Most business people fall prey to the fallacy that slides should double as a handout or, worse, become the script (not the guide, but the full script) for the presenter. Why bother to give your presentation? You could literally mail it in and save yourself the time and effort and heartache of standing up and speaking in front of a group.

The result of this "handout" approach is the dreaded bullet slide packed with text or numbers. While I appreciate the presenters who understand that an audience craves visual relief from solid text, some images cause more trouble than they're worth. Beware of using Clip Art (perhaps Microsoft's worst invention ever) to decorate (read: detract from) presentations rather than to support a key point.

So, besides complaining about the miseries of misused PowerPoint, what constructive tips can I offer you for developing your next presentation?

  1. Don't make your slides serve as handouts. If you want something your audience can use to take notes, provide a brief outline as a handout. Your slides should be there to provide you with cues for what you say, and the images or video in the slides should serve to illustrate your point or provide context.
  2. Start from scratch and ignore the rules. Begin with a clean, white slide. Skip the template. Don't start with something you wrote last time. Unless you are giving the very same presentation (perhaps with this year's tax info rather than last year's), begin afresh. First, organize your thoughts in an outline rather than creating slides with bullets and categories, since a slide that starts with bullets almost never becomes anything else. I'm not a fan of templates. To paraphrase one great presenter, your audience won't forget what company you are with from one slide to the next, so skip the logo and forget the colors. While there are certain benefits to templates—you get a consistent font or style, numbers, charts, and pictures look like they all work together—there's no reason to have colors or bars or stylized decorations that aren't supporting your point. Your design should be simple and every single element, every word, every letter, should accentuate what you are saying.
  3. Keep it very, very simple. So often, I've heard the question: How many bullet points should I use per slide? That's the wrong question. The right question is: What's the most powerful way I can present this concept so that my audience grasps it and I stay on track? Maybe it's best to use an image or a quote or a graph or a table. Maybe you should use bullets, but, if you do, make them support your points or provide an overview of a concept; don't make them the outline or detailed magnification of your hypothesis. Remember, "Simplicity is powerful and leads to greater clarity, yet it is neither simple nor easy to achieve"—Garr Reynolds, author of Presentation Zen. (Check out Garr Reynolds' web page for his excellent tips.)
  4. Your slides should not stand alone. They may be interesting and provide some elucidation, but they should never be sufficient to provide someone who was not privy to your voice the whole transcript of your talk. Don't use full sentences. Don't subject your audience to full paragraphs. If you find yourself falling into this trap, perhaps you are creating a handout or a script. Feel free to do that, but then create your slides by paring it way back when done.
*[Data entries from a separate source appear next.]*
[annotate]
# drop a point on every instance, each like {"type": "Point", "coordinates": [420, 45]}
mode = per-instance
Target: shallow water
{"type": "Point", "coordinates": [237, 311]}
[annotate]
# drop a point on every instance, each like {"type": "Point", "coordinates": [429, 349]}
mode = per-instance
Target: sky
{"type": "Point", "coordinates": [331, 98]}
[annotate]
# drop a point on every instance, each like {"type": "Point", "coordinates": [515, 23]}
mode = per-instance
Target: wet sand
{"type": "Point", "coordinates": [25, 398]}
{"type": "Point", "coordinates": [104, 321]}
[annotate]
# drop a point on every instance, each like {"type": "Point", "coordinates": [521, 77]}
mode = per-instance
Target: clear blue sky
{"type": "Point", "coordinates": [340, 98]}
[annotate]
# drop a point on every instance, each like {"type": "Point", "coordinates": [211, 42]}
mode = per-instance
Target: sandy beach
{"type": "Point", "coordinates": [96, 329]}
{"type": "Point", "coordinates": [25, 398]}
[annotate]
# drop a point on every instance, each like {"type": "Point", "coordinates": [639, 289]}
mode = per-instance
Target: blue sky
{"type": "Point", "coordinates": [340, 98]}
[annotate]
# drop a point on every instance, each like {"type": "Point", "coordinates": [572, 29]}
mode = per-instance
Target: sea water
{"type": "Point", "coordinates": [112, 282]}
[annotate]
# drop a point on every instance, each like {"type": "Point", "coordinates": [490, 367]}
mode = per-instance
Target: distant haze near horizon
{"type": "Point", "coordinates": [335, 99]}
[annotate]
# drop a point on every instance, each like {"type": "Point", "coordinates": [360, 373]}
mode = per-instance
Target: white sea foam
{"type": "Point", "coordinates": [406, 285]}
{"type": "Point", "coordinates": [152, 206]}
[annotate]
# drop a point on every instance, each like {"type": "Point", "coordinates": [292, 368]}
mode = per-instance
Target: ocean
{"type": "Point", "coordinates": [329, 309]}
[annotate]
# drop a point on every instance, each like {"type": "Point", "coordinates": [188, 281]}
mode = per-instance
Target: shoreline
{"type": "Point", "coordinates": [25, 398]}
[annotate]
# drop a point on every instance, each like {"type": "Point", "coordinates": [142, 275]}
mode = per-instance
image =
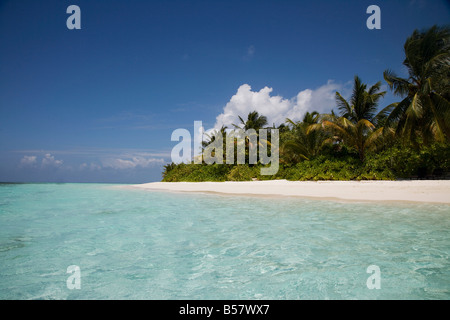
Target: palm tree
{"type": "Point", "coordinates": [358, 118]}
{"type": "Point", "coordinates": [425, 109]}
{"type": "Point", "coordinates": [363, 103]}
{"type": "Point", "coordinates": [303, 143]}
{"type": "Point", "coordinates": [254, 121]}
PowerPoint as a tool certainly has its limitations and frustrations. Animation is over used and serves as more of a distraction than a helpful function. PowerPoint forces you to be linear, both in your presentation and in your thinking. It is not easy to dive more deeply into a point if the following slide does not necessarily cover that topic. It is difficult to move around out of the order of your slides without scrolling forward or back through material. There are presentation tools that break the linear lock, but most don't have the same range of flexibility and design support that PowerPoint has.

Stop blaming the tool and embrace the opportunity it gives you to amplify your message with 21st century technology. The most powerful part of your PowerPoint presentation may be the "B" key. Press it to pause your presentation, leaving the screen blank. Let your audience look at you instead of the screen. Look back at your audience. Enjoy this increasingly rare occasion to interact in person without a screen doing all the talking for you.